The Sanskrit Dictionary of the Buddhist Texts from the Turfan Finds (Sanskrit-Wörterbuch der buddhistischen Texte aus den Turfan-Funden [= SWTF]), which is being compiled in Göttingen, is a bilingual (Sanskrit-German) dictionary, the goal of which is the lexicographical analysis of this early Buddhist literature. Due to the detailed citations and – with few exceptions – the complete inclusion of the vocabulary of the texts analyzed, the dictionary has the character of a specialized concordance as well as that of a general phraseology of the Buddhist Sanskrit of the canonical Sarvāstivāda texts.

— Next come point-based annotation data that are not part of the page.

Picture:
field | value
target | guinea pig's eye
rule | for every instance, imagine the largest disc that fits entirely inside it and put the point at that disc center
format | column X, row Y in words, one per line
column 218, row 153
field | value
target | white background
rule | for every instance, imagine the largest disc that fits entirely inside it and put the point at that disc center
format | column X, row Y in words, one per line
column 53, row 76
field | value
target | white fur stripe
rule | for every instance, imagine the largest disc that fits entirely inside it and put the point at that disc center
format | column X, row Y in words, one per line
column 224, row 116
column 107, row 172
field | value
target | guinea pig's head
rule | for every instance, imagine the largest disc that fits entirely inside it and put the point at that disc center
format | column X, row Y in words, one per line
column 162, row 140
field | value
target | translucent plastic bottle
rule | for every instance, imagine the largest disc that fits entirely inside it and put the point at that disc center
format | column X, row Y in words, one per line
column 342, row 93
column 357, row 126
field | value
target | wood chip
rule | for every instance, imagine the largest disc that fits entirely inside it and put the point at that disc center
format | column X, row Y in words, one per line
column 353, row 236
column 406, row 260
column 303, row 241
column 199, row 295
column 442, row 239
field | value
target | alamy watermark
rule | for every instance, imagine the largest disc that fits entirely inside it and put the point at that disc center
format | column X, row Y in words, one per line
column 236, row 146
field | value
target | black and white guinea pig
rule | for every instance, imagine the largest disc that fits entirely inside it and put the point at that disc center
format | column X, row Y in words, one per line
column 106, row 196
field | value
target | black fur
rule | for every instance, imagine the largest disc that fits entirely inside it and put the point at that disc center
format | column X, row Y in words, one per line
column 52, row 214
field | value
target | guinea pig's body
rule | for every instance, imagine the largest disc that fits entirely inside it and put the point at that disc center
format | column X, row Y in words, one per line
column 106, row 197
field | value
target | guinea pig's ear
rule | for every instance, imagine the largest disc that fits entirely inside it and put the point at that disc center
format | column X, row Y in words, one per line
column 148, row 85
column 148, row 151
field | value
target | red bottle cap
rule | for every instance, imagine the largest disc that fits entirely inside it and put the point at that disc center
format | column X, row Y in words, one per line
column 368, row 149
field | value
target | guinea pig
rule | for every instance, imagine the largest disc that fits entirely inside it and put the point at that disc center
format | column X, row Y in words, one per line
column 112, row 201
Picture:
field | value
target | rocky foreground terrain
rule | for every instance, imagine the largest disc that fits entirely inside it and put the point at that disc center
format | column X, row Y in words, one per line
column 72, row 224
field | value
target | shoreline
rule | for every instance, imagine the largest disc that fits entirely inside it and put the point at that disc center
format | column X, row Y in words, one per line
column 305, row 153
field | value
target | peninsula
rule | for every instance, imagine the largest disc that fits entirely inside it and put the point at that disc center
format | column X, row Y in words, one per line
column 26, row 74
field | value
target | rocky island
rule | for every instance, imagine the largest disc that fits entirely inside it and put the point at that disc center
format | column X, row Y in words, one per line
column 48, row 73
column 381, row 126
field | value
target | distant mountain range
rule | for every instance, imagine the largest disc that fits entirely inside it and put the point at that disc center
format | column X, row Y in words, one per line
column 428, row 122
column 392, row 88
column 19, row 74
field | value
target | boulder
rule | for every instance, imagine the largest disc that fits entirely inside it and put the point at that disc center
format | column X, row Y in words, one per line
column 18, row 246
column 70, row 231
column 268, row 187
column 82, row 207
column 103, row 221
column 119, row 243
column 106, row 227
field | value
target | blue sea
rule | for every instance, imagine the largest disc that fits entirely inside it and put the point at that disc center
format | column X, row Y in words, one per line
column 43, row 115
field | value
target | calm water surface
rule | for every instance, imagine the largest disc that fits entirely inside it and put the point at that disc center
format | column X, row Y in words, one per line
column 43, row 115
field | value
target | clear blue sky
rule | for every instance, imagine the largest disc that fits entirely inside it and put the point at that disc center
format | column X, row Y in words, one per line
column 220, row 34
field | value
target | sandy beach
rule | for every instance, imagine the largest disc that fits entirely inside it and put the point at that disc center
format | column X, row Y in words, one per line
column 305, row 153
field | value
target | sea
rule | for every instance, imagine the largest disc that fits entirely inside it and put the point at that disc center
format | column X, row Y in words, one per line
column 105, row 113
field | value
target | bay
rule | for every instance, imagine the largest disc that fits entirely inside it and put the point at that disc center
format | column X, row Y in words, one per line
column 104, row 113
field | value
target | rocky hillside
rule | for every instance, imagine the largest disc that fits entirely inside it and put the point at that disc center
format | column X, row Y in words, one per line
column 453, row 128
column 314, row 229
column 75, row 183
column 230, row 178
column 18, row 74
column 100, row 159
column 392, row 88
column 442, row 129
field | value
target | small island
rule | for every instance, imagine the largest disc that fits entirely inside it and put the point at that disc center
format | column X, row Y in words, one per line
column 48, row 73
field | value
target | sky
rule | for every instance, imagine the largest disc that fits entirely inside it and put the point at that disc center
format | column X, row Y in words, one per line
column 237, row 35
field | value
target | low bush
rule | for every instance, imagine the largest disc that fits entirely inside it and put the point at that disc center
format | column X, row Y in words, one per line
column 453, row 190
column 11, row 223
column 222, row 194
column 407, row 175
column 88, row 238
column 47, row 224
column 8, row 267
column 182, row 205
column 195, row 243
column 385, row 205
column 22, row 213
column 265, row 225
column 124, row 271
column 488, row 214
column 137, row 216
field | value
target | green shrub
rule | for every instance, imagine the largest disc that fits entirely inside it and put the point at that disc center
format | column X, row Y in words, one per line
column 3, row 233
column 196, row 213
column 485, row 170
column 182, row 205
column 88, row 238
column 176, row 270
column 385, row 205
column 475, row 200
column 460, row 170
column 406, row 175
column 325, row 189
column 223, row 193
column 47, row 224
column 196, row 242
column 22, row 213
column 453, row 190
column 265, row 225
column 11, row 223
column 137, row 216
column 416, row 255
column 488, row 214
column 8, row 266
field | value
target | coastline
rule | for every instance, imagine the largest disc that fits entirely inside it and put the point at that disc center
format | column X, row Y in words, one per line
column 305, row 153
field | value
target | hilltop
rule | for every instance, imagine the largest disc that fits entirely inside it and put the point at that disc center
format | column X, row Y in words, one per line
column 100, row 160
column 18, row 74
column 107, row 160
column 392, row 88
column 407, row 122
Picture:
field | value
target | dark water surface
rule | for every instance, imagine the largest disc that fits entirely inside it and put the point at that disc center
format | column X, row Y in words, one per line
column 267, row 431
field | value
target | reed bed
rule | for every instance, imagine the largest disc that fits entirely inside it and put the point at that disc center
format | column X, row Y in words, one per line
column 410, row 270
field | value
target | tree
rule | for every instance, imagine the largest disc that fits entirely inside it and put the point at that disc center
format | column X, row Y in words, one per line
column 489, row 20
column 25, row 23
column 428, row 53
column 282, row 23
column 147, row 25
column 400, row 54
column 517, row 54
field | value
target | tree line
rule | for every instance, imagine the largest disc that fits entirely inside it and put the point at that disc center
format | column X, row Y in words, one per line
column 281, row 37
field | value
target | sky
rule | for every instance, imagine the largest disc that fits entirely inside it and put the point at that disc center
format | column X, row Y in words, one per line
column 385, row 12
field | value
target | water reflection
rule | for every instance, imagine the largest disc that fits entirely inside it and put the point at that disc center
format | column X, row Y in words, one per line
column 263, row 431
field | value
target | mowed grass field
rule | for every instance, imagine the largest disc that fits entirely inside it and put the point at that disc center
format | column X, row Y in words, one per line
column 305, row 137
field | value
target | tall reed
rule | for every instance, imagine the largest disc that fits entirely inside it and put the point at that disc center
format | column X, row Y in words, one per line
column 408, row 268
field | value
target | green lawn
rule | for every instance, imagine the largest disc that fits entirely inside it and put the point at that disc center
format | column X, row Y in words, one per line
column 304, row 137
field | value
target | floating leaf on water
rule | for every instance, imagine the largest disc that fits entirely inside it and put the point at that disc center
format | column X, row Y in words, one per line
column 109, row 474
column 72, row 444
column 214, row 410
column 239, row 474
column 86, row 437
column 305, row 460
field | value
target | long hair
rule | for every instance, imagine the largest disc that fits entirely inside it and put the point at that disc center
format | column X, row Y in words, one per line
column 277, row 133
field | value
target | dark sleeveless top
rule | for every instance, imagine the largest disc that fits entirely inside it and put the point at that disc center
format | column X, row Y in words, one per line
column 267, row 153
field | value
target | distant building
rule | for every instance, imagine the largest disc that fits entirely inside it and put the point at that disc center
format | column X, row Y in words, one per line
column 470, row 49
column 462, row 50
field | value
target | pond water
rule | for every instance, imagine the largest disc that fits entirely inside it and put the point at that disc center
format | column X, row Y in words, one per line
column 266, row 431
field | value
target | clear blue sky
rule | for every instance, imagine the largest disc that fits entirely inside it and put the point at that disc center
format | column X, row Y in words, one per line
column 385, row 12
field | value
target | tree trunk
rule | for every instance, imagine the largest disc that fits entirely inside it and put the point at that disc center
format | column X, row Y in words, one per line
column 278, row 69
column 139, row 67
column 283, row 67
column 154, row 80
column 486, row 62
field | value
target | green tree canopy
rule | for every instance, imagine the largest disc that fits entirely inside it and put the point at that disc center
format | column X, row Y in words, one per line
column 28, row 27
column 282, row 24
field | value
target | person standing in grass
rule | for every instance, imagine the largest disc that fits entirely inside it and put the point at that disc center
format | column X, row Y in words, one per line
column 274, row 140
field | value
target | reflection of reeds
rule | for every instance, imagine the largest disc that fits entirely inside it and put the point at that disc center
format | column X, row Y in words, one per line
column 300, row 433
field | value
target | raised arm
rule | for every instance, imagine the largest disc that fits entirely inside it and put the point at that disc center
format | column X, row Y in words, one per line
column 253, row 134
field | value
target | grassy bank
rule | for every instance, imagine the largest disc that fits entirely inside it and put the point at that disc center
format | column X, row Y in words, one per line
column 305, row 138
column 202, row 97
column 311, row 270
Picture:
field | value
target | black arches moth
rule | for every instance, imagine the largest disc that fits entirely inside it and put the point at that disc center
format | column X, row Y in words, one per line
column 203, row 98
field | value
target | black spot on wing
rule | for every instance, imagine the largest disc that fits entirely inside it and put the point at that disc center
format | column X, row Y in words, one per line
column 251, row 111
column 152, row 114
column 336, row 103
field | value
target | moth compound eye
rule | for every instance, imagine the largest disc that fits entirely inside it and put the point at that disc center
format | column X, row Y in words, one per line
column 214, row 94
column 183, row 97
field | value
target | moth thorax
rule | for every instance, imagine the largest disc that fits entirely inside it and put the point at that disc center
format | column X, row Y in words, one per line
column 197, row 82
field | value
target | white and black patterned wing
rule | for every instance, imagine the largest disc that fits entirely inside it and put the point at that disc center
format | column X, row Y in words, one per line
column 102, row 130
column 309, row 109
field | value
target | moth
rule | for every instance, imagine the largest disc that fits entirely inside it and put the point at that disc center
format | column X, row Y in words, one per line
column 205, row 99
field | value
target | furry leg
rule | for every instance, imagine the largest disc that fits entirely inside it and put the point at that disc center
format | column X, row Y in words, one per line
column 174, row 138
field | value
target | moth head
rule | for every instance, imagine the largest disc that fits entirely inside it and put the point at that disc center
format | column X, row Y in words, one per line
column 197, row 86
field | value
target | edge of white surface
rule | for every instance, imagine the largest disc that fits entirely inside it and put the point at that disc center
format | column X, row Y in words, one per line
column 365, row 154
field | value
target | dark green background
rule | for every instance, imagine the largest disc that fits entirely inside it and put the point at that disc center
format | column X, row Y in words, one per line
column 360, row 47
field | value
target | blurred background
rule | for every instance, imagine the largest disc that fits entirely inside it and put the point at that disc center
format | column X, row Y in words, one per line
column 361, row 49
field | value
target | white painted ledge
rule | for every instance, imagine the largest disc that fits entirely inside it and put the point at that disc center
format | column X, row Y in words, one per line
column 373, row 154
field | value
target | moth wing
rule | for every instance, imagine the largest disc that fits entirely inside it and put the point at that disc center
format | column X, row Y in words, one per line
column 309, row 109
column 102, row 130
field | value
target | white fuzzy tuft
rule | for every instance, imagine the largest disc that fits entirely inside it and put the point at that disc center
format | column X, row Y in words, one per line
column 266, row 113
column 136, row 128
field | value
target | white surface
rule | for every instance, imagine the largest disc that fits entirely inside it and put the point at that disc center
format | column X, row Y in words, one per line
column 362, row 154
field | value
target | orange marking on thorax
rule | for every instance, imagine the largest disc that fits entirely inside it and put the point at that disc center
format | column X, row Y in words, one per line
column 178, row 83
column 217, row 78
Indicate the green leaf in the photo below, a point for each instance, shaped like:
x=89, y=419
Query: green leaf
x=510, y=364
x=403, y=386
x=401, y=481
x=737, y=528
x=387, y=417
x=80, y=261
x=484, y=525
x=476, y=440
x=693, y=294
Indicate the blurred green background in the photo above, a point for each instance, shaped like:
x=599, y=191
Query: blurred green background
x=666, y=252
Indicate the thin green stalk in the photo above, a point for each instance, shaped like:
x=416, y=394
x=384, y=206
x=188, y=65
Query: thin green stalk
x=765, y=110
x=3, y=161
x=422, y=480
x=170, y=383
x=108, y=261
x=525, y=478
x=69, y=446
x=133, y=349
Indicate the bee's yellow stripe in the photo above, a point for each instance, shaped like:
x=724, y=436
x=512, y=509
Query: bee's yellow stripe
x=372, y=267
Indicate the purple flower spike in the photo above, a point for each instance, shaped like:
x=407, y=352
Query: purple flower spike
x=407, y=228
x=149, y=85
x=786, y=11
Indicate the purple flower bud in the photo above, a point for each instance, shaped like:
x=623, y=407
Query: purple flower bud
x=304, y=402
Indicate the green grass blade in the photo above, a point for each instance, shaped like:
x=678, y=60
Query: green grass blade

The texts included in the dictionary contain a large part of common phrases of Buddhist Sanskrit. The standard dictionaries of classical Sanskrit by O. Böhtlingk and R. Roth (published 1855-1875 and 1879-1889) and M. Monier-Williams (published 1899) contain only very little Buddhist textual material; the same is true of other Sanskrit dictionaries. The dictionary of the “Buddhist Hybrid Sanskrit” by F. Edgerton (published 1953) limits itself to only a part of the vocabulary of the Buddhist Sanskrit writings with a focus on phonetics and morphology and mainly considers deviations from Classical Sanskrit. Moreover, the texts included in the SWTF were largely unaccessible at the time these dictionaries were published. Thereby, the SWTF makes an important contribution to Indian lexicography. The dictionary is published in instalments of 80 pages; finally there will be 29 instalments in 4 volumes, completed in 2017. Volume I (vowels), volume II (k-dh) and volume III (n-m) were published in 1994, 2003 and 2008 (editors: Heinz Bechert† and Klaus Röhrborn; staff (in alphabetical order): Andreas Bock-Raming, Sven Bretfeld, Jin-il Chung, Siglinde Dietz, Jens-Uwe Hartmann, Petra Kieffer-Pülz, Michael Schmidt, Georg von Simson, Martin Straube, Klaus Wille). From the fourth volume onwards, Jens-Uwe Hartmann acts as editor of the dictionary. The project is funded within the Academies' Programme by the Joint Science Conference (Die Gemeinsame Wissenschaftskonferenz) of the federal and state governments; the publication is under the patronage of the Union Académique Internationale, Brussels.

New editions of texts and other relevant materials have regularly appeared in supplements. In the frame of the “Commission for Buddhist Studies”, founded in 1973, four international interdisciplinary symposia on Buddhist studies have been held, the results of which have been published in the Abhandlungen of the Göttingen Academy of Sciences and Humanities; the second and third symposia focussed on the analysis and classification of the canonical Buddhist writings from the Turfan Finds.